Basta un rapido sguardo: non è il Parlamento a fare le leggi, ma la
Commissione che poi le manda al Consiglio, cioè dai governi, per l’approvazione
definitiva, che arriva solo e sempre se Francia e Germania sono d’accordo.
Quanto alla Banca centrale europea, non prevista dai cosiddetti Trattati
istitutivi, essa è una banca privata, indipendente per statuto
da qualsiasi istituzione democratica che risponda al popolo (di fatto però
dipendente dai mercati e dalla Bundesbank!): essa ha solo il compito di tenere
a bada l’inflazione (vale a dire gli interessi dei creditori), non certo di far
crescere l’economia o ridurre la disoccupazione, non sia mai! Sul tema
astensionismo, infine, la riflessione, in termini di logica, è banale: esso
viene digerito senza fare una piega dalle oligarchie dominanti (anche se i
non-elettori possono avere una diversa ermeneutica), le quali lo leggono quale
espressione di sostanziale accondiscendenza allo status quo. È
sempre meglio votare, dunque, il meglio quando c’è, o il meno peggio quando
manca il primo.
L’astensione in Italia ha superato il 50% mostrando chiaramente come coloro
che hanno sofferto per l’inflazione, precarietà, dittatura del neoliberismo,
genocidio in corso a Gaza e armi al regime di Kiev non hanno visto
un’alternativa credibile in nessuna delle forze politiche. Cosa è mancata alle
forze che si sono proclamate di cambiamento in Italia nell’attirare quei voti e
come si ricostruisce un’alternativa credibile?
L’astensionismo riflette lo scoramento di un popolo abbandonato, che
percepisce il vuoto di chi dovrebbe rappresentarne i bisogni. Non a caso esso è
superiore al Sud, terra obliterata dai maggiordomi europeisti e atlantici dei
governi di turno. Si tratta di regioni tra le più povere dell’Unione, persino
in rapporto ai paesi entrati dopo la caduta del Muro di Berlino. Sebbene
l’Italia sia uno dei paesi fondatori di tale Disunione, il divario
tra Mezzogiorno d’Italia e le regioni benestanti è rimasto tale, ampliandosi in
molti settori. Oggi, tutta la Penisola rischia un percorso di
mezzogiornalizzazione, al termine della corsa depredatoria in atto dall’entrata
in vigore del famigerato Trattato di Maastricht (1° gennaio 1993). Affinché
l’Italia possa sperare per i propri figli in un avvenire degno di questo nome,
una futura classe dirigente dovrà mettere in cantiere una strategia di
intelligente fuoriuscita (così come dalla Nato, del resto), un tema difficile,
ma ineludibile. Così facendo, tale ipotetica classe dirigente
darebbe anche un contributo straordinario alla pace e alla stabilità nel
Mediterraneo (divenendone la Regina), quel mare che non a caso i
nostri illustri antenati romani chiamavano nostrum.

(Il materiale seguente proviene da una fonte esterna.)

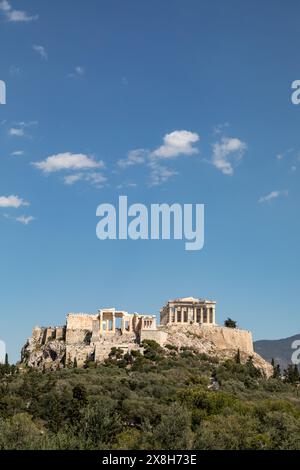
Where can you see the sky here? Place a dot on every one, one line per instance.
(164, 102)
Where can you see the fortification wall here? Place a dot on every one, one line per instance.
(155, 335)
(80, 321)
(229, 338)
(209, 338)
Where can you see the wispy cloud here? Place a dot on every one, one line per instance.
(12, 202)
(227, 153)
(95, 178)
(134, 157)
(41, 51)
(177, 143)
(68, 161)
(19, 129)
(25, 220)
(17, 16)
(273, 195)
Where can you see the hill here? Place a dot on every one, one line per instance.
(280, 350)
(167, 398)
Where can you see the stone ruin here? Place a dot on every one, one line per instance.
(88, 337)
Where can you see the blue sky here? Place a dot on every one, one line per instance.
(98, 96)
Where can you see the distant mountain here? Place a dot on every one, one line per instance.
(280, 349)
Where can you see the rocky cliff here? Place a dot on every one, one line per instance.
(50, 348)
(216, 341)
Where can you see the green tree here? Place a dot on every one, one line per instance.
(174, 430)
(238, 357)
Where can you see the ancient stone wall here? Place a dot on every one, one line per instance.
(155, 335)
(80, 321)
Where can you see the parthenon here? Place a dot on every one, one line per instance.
(188, 310)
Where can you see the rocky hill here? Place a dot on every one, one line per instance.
(280, 350)
(44, 351)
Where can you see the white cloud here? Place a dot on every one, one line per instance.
(15, 15)
(16, 132)
(134, 157)
(177, 143)
(67, 161)
(94, 178)
(273, 195)
(12, 202)
(226, 152)
(41, 51)
(71, 179)
(25, 220)
(160, 174)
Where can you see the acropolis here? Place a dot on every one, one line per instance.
(90, 337)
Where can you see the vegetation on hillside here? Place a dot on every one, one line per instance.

Qual è il dato che più la preoccupa e quello che invece le offre un raggio
di speranza da questa tornata elettorale?
Il quadro delineato non autorizza alcuna speranza. E anzi suggerirei di
abolire il facile e ricorrente uso di tale termine. Esso induce a fantasticare
su scenari improbabili, in vista dei quali non esistono le condizioni. Nella
miserrima, attuale contingenza storica si può solo investire sul faticoso
percorso di conoscenza e consapevolezza, avendo fede nel convincimento (da non
intendersi in termini presuntuosi) che nella storia ha motivato tanti uomini di
buona volontà: siamo in pochi, ma abbiamo ragione!